Friday, July 28, 2023

Understanding the Comprehensive Context of the Second Amendment in 2A Court Cases: More than Just 27 Words


 

Related to a previous AmmoLand write-up about Judge Roger T. Benitez vigorously safeguarding the Second Amendment of the U.S. Constitution against various breaches enacted by the California administration, a commenter stated: 

Working hard.?? Isn't it just twenty-seven words?

"A well regulated Militia, being necessary to the security of a free State, the right of the people to keep and bear Arms, shall not be infringed."

This sentiment of exasperation is common among many Second Amendment supporters. Sometimes, their frustration is condensed into four words: … "shall not be infringed"!

A notable case in which a judge simply cited the Second Amendment was U.S. v Miller, brought to the Supreme Court in 1939 by the Roosevelt administration, known for its anti-Second Amendment stance, abetted by their anti-Second Amendment judge appointee, Heartsill Ragon.

The obstacle with merely uttering “What is it, like 27 words?’ or “Shall not be infringed” lies in the leftists' or progressives' core strength, which is the ability to manipulate language by insisting on their interpretations and definitions. Progressives' common counterargument to the Second Amendment is that it's a "collective right," not an individual one, or that "the people" refer solely to state governments or those individuals permitted to exercise the right through licenses and other measures.

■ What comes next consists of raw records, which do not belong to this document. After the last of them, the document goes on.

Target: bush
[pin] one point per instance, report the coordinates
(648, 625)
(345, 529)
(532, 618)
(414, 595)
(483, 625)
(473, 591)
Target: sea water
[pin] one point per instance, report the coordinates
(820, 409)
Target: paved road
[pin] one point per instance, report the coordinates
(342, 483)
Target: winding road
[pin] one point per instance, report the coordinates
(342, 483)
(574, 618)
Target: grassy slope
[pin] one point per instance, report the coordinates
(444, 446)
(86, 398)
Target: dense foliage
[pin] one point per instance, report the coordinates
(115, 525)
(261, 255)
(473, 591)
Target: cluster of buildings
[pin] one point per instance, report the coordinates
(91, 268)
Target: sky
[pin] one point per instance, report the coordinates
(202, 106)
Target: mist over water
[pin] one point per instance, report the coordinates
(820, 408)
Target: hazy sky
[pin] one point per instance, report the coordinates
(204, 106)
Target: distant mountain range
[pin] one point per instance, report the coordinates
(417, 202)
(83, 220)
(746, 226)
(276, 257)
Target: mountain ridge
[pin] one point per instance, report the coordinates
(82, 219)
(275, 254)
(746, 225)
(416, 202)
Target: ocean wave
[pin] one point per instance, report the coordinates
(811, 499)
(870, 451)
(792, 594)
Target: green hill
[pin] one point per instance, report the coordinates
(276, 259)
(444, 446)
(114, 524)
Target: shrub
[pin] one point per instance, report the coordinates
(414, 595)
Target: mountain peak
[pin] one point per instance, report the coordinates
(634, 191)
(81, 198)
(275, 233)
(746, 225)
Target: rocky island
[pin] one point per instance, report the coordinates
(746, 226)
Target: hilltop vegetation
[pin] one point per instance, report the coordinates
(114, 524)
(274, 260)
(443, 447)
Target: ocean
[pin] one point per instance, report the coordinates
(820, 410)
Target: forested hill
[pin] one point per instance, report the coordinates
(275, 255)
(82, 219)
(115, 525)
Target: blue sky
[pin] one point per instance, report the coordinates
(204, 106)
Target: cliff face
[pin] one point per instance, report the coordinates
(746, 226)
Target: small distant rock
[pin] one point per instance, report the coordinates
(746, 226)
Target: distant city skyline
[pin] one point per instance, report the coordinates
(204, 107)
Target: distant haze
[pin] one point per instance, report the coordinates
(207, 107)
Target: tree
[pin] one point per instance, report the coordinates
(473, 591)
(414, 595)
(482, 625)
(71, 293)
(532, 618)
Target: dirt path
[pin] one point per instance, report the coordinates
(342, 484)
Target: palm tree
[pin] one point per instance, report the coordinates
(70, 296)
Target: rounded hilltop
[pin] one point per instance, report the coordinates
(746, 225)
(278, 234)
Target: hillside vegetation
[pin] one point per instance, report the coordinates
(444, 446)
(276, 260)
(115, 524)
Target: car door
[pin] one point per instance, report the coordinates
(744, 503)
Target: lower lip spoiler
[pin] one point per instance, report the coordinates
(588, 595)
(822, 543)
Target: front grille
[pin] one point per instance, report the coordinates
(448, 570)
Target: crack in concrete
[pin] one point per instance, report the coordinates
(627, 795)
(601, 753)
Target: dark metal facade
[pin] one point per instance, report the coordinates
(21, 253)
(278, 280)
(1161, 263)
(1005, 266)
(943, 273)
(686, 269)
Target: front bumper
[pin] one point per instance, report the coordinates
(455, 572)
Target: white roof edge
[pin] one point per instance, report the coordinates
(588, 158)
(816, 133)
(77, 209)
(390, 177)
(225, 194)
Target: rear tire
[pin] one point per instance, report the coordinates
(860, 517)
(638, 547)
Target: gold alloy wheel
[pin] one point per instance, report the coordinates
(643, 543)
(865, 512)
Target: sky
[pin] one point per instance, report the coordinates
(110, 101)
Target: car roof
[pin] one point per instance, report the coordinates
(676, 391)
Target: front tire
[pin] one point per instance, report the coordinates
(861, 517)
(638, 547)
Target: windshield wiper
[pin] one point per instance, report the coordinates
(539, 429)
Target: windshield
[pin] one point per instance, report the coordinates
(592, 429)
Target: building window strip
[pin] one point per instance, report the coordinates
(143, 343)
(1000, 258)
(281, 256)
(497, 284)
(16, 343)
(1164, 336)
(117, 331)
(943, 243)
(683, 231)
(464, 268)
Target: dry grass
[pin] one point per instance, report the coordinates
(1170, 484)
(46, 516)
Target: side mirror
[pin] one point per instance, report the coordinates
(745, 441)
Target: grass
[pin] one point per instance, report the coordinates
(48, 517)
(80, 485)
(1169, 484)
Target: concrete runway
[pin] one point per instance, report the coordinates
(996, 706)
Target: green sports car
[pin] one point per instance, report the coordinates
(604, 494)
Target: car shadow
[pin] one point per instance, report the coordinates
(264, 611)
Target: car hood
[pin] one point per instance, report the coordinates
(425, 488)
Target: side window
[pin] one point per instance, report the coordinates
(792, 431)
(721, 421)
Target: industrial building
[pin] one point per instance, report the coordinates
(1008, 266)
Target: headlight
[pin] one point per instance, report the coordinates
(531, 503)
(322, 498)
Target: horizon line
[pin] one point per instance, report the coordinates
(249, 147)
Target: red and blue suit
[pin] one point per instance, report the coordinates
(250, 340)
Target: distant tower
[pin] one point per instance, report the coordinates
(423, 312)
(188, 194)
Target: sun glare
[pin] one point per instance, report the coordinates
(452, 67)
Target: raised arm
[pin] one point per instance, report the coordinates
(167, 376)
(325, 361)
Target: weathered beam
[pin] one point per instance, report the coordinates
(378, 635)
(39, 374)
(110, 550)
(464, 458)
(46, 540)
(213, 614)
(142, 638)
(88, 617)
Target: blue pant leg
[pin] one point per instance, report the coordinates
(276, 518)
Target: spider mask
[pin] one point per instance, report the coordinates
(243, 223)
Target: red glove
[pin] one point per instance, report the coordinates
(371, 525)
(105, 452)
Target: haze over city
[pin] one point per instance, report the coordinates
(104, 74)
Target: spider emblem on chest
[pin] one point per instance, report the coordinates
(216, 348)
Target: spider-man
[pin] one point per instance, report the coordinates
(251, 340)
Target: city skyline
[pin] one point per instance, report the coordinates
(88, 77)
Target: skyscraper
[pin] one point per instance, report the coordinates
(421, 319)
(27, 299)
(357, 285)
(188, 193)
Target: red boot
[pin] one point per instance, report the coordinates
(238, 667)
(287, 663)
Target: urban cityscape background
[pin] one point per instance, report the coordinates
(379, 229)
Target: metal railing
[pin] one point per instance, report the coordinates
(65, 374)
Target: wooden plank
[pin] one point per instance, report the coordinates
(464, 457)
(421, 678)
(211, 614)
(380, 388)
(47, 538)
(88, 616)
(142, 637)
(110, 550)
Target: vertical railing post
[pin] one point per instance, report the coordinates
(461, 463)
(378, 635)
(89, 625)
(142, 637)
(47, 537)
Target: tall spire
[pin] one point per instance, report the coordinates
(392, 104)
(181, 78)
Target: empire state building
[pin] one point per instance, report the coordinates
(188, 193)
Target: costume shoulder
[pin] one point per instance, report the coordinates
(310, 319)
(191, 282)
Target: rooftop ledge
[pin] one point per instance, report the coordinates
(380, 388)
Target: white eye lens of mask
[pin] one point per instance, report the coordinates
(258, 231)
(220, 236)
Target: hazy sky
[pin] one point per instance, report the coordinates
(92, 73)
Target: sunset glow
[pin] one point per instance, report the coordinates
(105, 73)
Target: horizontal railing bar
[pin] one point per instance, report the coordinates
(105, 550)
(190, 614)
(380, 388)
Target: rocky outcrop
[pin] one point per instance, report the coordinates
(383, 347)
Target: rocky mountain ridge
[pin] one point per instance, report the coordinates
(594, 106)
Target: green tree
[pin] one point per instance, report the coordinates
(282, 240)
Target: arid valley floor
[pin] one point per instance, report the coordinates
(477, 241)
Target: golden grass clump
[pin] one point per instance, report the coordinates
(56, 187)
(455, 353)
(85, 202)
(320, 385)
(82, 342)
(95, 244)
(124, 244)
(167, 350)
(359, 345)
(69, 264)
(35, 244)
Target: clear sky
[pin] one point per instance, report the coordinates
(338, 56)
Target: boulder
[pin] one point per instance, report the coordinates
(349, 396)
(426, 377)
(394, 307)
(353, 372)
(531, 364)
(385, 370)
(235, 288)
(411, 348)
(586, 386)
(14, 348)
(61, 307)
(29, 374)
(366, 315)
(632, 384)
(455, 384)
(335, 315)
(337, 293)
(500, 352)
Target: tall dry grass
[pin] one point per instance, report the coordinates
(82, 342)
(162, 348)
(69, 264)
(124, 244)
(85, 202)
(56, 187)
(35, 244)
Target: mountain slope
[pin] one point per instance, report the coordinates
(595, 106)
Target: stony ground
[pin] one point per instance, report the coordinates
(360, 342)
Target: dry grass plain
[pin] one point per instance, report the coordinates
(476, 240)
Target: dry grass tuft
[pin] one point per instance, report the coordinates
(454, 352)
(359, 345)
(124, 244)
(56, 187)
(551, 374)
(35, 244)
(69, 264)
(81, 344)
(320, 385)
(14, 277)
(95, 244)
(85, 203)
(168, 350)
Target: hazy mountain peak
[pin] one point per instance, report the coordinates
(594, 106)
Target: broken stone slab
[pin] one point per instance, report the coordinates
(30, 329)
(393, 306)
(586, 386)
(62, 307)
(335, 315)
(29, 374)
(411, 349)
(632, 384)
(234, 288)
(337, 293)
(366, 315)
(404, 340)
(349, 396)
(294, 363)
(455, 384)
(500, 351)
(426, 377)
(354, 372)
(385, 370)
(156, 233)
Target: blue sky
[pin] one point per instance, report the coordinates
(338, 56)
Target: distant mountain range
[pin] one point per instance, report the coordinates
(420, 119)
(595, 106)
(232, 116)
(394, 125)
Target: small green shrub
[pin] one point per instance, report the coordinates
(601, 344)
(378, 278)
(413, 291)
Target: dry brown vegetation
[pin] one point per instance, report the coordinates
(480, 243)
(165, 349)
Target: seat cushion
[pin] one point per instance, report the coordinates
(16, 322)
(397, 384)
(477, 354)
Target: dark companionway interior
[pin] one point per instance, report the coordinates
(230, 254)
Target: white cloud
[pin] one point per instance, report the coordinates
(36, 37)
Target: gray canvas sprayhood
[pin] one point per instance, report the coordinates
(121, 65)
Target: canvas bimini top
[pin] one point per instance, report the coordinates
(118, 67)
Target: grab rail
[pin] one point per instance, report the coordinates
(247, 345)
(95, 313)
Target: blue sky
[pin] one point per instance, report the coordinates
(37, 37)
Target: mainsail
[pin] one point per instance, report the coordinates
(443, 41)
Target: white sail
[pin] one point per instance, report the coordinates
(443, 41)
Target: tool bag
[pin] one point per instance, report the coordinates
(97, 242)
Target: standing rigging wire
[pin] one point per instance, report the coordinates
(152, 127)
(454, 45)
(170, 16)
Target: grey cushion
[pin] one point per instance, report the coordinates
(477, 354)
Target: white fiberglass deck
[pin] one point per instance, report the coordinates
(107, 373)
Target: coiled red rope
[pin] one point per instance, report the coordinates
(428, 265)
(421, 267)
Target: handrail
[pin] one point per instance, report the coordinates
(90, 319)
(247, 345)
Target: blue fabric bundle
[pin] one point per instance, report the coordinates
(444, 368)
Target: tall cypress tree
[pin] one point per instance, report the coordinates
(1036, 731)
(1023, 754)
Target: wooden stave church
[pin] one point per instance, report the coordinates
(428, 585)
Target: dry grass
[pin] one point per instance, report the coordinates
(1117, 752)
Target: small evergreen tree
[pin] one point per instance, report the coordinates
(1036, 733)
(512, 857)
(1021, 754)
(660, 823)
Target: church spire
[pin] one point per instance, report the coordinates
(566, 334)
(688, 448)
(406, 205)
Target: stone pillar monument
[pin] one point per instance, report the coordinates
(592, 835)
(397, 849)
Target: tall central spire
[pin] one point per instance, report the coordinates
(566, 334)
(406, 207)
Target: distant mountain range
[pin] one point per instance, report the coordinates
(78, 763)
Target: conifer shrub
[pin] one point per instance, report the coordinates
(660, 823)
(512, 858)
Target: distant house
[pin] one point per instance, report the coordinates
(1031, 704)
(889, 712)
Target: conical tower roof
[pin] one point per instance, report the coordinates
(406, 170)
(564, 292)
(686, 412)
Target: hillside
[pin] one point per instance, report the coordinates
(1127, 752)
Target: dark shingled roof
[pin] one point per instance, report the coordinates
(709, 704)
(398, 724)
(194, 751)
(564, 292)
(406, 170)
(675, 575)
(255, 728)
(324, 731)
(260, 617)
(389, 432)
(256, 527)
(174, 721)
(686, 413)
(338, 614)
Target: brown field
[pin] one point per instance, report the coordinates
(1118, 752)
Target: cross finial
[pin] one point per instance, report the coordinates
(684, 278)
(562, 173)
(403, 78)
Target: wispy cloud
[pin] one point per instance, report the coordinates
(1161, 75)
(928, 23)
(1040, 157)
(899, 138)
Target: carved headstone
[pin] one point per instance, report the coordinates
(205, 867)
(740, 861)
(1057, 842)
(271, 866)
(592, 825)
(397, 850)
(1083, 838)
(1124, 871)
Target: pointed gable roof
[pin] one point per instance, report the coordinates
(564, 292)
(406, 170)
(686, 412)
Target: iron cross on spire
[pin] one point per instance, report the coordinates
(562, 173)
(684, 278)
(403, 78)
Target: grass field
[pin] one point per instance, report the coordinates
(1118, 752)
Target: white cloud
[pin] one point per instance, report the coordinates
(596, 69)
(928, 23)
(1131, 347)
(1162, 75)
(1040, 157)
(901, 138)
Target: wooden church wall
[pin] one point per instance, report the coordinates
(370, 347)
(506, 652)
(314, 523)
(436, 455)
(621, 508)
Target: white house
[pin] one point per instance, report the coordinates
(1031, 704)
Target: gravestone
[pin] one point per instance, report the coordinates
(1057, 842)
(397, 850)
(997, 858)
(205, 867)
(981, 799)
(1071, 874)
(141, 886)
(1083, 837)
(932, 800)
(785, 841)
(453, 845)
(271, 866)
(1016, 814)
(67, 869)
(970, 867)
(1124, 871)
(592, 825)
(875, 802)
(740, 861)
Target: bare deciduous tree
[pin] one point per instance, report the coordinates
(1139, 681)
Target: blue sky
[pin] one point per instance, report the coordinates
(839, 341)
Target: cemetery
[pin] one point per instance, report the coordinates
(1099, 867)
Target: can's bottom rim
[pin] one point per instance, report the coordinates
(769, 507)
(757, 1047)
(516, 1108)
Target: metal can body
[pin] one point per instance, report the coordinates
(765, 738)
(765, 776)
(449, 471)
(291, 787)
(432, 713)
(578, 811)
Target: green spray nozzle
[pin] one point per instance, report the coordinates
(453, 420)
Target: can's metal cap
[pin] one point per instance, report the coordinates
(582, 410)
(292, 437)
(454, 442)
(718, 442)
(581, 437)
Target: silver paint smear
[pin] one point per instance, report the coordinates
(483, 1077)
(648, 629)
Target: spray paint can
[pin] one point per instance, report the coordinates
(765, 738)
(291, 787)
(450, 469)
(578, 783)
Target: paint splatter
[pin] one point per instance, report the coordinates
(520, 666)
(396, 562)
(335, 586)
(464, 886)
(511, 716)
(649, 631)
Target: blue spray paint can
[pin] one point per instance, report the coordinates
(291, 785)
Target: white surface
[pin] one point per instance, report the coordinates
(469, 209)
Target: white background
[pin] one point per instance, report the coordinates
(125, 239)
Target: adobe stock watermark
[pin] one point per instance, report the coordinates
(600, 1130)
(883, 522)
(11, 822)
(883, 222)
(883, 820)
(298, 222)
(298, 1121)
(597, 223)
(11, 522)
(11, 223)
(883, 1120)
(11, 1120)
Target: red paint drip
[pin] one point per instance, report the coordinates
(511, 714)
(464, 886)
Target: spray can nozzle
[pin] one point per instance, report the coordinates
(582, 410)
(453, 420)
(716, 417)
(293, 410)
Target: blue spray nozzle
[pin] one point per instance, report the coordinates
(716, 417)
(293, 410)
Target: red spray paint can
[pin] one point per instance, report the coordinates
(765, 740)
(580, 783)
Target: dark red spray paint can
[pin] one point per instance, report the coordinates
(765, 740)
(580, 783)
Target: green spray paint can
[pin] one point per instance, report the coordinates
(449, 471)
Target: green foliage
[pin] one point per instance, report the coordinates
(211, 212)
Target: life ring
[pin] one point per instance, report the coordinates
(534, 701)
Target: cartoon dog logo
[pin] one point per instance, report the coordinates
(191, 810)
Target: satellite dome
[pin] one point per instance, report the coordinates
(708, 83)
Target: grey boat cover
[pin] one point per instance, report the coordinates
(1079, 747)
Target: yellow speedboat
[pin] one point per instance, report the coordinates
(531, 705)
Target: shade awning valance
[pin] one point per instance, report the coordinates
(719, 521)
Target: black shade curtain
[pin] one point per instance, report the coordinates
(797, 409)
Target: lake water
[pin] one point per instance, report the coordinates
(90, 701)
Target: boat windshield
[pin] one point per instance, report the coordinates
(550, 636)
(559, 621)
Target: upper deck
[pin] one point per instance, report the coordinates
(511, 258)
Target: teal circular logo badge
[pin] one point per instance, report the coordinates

The phrase “shall not be infringed” naturally raises the question: What shall not be infringed? The typical answer is: "The right to keep and bear arms."

Consequently, the question evolves to: What does the right of the people to keep and bear arms mean? You may believe you have the answer. As do Progressives. As does Senator Schumer. But remember, the Constitution is a legal document.

The practical approach to interpret the words of this legal document, the Constitution, is to understand what they signified to the parties who approved the document when it was first formulated and ratified.

This concept is known as originalism. It is the doctrine that currently prevails at the Supreme Court. For the better part of the last 90 years, the Supreme Court has predominantly followed the doctrine of a "living Constitution," stemming from Progressive ideology. The Progressives believe the Constitution should mean whatever enlightened judges decide it should mean, at the moment they rule, for the betterment of the nation (as long as the judges are Progressives). This ideology is fundamentally about enabling the government to act as it wishes or claims it needs to.

Now that the Supreme Court is reverting to originalism as the proper means to interpret the Constitution, the hundreds of pages of briefs on the Second Amendment's meaning all aim to demonstrate what the operative clause "the right of the people to keep and bear arms, shall not be infringed" signified at the time of ratification. There's a hint of what the prefatory clause "A well regulated militia, being necessary to the security of a free state" means. The debates about the militia clause are less intense because the prefatory clause doesn't restrict the operative clause, as understood at the time of ratification and in regular English construction.

Given that opponents are adept at contorting words and they control a majority of the media, universities, and significant influencers of popular culture, precision and care are needed in formulating arguments. This is where Judge Benitez shines with his logically sound and reasoned arguments.

It would indeed be an ideal scenario if those opposing an armed populace agreed on the definition of words, upheld logic and reason, and never lied or acted deceitfully. It would be fantastic if the dominant media could be trusted to report truthfully and without bias. However, the reality is that we can't count on the opponents of an armed populace to be honest, use common definitions appropriately, or report accurately.

Hence, more than just the 27 words of the Second Amendment or the four words "shall not be infringed" are required to argue the case in court. Expounding what the Second Amendment signified at the time of its ratification requires more than a few pages, especially when faced with adversaries who refuse to be bound by common definitions, logic, reason, ethics, or morals.